Authors: M. L. Yeung


With the surge of divorce rate and male cancer onset/death rates, the phenomenon of divorced wives in the facing cancer death of their ex-husbands is not uncommon in Hong Kong. Yet, there is a dearth of study on the experiences of bereaved-divorced wives in the Hong Kong cultural context. This project fills the knowledge gap by conducting a qualitative study for having interviewed four bereaved ex-wives, who returned to ex-husbands’ end-of-life caregiving and eventually grieved for the ex-spousal’s death.
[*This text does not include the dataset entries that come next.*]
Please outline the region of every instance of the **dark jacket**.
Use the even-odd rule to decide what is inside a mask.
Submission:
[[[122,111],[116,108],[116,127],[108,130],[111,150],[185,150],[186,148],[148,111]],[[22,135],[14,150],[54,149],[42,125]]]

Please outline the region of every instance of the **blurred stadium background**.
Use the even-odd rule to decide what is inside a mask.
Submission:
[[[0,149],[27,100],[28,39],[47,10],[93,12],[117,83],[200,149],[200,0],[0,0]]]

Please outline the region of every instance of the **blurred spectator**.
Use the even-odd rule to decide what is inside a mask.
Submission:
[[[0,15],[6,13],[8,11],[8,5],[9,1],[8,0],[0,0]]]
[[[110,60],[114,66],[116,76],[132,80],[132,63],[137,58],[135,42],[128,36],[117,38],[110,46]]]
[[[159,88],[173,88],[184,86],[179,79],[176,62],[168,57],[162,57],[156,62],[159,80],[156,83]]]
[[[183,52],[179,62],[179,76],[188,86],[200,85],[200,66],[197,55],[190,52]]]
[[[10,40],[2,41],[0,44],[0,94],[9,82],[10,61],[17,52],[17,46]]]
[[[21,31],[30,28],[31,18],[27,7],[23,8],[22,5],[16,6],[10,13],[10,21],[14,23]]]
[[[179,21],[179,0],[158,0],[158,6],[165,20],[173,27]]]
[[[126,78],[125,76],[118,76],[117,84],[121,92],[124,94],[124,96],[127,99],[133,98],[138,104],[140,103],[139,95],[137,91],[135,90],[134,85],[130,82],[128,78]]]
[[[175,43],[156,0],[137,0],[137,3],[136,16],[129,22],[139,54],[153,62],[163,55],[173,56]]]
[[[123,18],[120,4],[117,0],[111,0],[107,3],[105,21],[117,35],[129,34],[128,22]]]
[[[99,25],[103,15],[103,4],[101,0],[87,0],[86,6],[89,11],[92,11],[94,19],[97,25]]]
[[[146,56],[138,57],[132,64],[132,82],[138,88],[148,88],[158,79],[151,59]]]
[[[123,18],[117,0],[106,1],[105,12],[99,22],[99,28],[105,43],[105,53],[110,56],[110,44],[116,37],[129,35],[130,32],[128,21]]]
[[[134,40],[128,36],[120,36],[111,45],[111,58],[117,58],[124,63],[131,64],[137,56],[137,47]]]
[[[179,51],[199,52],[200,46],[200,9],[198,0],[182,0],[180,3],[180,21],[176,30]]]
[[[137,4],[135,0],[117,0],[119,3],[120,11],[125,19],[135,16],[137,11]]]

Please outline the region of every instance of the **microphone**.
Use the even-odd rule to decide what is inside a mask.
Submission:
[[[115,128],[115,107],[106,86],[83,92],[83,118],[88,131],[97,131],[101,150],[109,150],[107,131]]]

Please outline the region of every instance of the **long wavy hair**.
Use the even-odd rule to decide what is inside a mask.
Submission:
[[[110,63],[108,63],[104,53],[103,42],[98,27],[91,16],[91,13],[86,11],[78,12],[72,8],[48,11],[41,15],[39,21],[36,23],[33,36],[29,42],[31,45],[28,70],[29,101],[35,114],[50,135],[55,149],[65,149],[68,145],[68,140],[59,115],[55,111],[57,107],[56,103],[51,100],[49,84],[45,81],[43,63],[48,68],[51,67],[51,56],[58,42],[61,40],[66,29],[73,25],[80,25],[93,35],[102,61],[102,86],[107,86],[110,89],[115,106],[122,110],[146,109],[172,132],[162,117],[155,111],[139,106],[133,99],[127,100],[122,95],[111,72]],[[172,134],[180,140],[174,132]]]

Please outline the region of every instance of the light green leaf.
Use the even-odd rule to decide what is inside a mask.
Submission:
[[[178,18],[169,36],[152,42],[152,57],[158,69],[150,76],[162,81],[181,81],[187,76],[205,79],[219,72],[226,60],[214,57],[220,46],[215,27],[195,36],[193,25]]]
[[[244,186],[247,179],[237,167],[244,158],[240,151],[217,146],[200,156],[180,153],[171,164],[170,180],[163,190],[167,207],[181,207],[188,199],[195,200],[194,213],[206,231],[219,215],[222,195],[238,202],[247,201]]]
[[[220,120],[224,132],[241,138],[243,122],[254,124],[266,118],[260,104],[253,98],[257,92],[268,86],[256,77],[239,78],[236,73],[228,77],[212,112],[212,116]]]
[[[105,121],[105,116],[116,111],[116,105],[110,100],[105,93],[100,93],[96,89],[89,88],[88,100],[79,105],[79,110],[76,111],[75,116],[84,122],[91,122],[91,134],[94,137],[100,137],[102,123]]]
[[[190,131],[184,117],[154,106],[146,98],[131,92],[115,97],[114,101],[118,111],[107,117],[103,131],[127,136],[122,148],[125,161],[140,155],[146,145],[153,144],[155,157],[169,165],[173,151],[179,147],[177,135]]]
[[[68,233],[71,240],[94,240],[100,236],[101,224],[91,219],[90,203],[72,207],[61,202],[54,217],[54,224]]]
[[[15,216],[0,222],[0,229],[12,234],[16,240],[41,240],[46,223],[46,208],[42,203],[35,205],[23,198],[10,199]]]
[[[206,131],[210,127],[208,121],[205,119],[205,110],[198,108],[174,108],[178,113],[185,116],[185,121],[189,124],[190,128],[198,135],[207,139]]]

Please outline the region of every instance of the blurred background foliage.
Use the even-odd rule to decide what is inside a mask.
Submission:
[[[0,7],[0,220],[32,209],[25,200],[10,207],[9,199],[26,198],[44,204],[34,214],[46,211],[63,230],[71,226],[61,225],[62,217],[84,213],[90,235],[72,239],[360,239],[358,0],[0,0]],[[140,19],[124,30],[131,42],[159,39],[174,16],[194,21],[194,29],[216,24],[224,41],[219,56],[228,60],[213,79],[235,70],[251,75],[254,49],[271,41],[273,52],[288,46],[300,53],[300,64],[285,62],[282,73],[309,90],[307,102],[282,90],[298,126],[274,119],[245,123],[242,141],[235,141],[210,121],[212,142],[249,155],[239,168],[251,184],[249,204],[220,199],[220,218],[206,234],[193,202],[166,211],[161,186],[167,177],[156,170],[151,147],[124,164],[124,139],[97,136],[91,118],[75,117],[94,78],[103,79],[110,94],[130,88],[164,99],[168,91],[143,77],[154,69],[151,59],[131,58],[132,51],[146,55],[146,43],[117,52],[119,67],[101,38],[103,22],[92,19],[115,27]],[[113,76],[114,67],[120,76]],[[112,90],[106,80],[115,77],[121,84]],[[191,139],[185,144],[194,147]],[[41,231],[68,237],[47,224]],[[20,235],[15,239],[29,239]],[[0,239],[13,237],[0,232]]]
From the perspectives of attachment theory and disenfranchised grief in the Hong Kong cultural context, a ‘double-loss’ experience is found in which interviewees suffer from the first loss of divorce and the second loss of ex-husbands’ death. Traumatic childhood experiences, attachment needs, role ambiguity, unresolved emotions and unrecognized grief are found significant in their lived experiences which alert the ‘double-loss’ is worthy of attention. Extending a family-centered end-of-life and bereavement care services to divorced couples is called for, in which validation on the attachment needs, ex-couple reconciliation, and acknowledgement on the disenfranchised grief are essential for social work practice on this group of clienteles specifically in Hong Kong cultural context.

Keywords: Changing family, disenfranchised grief, divorce, ex-spousal death, marriage.